If the ironic statement of many T.V/media evangelists be true - “All kinds of doctrines are popping up/all kinds of people are spreading around the idea that everybody will eventually get into Heaven. (followed usually by the; “That’s not true! There is an Eternal Hell!” statement)” then it would seem that Universal Reconciliation is not only on the rise, but being more widely expected than we are officially let on, or allowed to know…I again mention the irony, that not only does such a statement encourage us that the Spirit is spreading the Truth - but that more and more people are accepting it. And even more ironic! Is that for as much as the number of people and preachers accepting Universal Reconiciliation is downplayed, at the same time they by such admittance leak out that very same amount of progress that they seek to downplay! Atleast they seem to downplay it, at any rate. Or else hide it under the usually false idea that people no longer believe in “absolute truth”, when in reality it is not that they don’t believe in absolute truth (as they actually do), they just don’t believe in the absolute infallibility of preachers or seminaries, or absolute infallibility in their interpretations.


#14

I think it’s interesting that when the truth begins to rise, lots of false versions of it tend to arise at the same time in order to make it easy to downplay the real truth that is being expressed. It’s easier to believe the status quo than to wade through all the versions of UR and decide if one of them is correct.

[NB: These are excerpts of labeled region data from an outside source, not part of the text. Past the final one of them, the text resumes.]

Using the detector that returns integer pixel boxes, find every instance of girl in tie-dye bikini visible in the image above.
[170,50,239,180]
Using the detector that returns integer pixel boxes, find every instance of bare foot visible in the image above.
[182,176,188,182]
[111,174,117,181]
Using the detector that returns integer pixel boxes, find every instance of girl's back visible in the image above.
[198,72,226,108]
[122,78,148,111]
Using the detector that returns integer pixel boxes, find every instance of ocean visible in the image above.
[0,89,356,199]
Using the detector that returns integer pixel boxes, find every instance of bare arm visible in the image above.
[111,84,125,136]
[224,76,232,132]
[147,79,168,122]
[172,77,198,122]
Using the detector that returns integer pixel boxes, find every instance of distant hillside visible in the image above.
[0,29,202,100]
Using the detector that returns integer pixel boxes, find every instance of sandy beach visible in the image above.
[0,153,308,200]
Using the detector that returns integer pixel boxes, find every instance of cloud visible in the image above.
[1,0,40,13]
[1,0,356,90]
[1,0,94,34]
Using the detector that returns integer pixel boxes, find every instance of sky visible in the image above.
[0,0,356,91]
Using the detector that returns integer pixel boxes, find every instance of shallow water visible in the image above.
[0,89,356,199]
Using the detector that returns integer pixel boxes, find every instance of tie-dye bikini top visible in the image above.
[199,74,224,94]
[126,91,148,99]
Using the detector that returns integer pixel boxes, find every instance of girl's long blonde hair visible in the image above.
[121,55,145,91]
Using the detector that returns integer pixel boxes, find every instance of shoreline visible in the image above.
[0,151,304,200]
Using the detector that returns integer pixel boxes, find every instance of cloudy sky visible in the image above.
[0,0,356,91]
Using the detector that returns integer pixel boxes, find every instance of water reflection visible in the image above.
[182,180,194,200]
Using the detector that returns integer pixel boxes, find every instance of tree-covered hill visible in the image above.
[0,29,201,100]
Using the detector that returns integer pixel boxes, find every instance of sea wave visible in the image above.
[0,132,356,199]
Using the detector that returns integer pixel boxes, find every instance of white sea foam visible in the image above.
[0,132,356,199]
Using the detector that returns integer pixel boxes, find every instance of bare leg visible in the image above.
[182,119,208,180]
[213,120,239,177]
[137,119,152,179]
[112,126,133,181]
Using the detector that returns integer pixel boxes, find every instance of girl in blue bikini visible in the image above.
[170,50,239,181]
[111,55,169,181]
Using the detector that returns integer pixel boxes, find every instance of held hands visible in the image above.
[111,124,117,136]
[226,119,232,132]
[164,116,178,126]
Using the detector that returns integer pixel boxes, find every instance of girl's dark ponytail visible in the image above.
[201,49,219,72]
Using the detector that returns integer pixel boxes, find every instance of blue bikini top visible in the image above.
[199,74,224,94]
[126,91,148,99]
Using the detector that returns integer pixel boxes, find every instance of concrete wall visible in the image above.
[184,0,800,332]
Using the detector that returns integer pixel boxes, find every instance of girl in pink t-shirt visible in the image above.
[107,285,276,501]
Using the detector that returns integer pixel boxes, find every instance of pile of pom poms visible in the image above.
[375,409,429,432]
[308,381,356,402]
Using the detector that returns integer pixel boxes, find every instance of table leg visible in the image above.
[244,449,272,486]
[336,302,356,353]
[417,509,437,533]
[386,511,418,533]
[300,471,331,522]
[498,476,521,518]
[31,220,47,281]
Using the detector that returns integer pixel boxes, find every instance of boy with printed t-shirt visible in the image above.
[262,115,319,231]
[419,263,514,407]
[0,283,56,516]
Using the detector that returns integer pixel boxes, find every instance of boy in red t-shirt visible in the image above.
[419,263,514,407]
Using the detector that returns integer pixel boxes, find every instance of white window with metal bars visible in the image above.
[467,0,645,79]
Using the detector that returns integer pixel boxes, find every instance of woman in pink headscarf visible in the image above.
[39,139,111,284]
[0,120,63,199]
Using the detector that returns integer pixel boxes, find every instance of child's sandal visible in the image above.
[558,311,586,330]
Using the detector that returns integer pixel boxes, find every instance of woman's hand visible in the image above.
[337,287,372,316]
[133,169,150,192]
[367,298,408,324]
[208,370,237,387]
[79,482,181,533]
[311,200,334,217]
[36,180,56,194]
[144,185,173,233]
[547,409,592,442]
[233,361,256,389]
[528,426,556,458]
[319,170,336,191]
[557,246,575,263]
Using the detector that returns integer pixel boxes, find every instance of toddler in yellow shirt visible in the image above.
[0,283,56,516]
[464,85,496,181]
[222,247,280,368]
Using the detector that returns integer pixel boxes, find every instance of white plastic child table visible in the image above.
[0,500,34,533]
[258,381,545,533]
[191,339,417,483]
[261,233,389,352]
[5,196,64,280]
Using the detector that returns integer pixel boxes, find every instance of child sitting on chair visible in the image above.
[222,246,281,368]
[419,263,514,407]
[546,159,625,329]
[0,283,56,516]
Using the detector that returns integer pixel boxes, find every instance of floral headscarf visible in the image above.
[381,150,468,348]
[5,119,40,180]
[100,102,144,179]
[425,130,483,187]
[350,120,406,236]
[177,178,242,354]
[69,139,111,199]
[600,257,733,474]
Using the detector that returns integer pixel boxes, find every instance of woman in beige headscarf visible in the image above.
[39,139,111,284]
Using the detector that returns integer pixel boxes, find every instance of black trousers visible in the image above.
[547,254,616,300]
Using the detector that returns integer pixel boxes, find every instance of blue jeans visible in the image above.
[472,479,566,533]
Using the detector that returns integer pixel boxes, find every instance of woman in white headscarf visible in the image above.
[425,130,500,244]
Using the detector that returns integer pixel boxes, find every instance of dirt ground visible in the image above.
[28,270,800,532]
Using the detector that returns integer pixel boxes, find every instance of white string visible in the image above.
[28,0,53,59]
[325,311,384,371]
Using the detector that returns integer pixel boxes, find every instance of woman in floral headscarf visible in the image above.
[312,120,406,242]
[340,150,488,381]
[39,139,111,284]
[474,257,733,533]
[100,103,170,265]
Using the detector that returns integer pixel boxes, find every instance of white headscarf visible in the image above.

Mixture of falsehood with truth (to slow the progress of understanding of truth) is the oldest trick in the book and the Adversary uses it well.

Fortunately, we have a promise that (eventually) we will know the truth, and it will set us free… :sunglasses:


#15

Yeah, This is another strange reason I am starting to find UR convincing. Parallel-I was a 9/11 truther. The mainstream media would give some of the more outlandish theories some play, such as those that are about the “illuminati”, and those that hinge on “controlled demolition” of the towers, while ignoring those that have intellectually respectable backstories about oil, defense contractors, financial motives, and other such plausible motivations. Who would have the motive(s) for an “inside job” I understood to be more important than whether or not there was a controlled demolition. Well, now that I have outed myself as one of those crazies for the purposes of illustration, let me say that I find it odd that Rob Bell’s book is generating mainstream buzz, while Macdonald/Parry’s did not. Bell’s lack of clarity on UR and possible lack of orthodoxy on non-afterlife matters serve to discredit universalism, while the same might not happen if MacD’s book was more widely read and generating buzz. Hopefully, some people will see it on Amazon’s “recommended” page while looking at Bell’s book.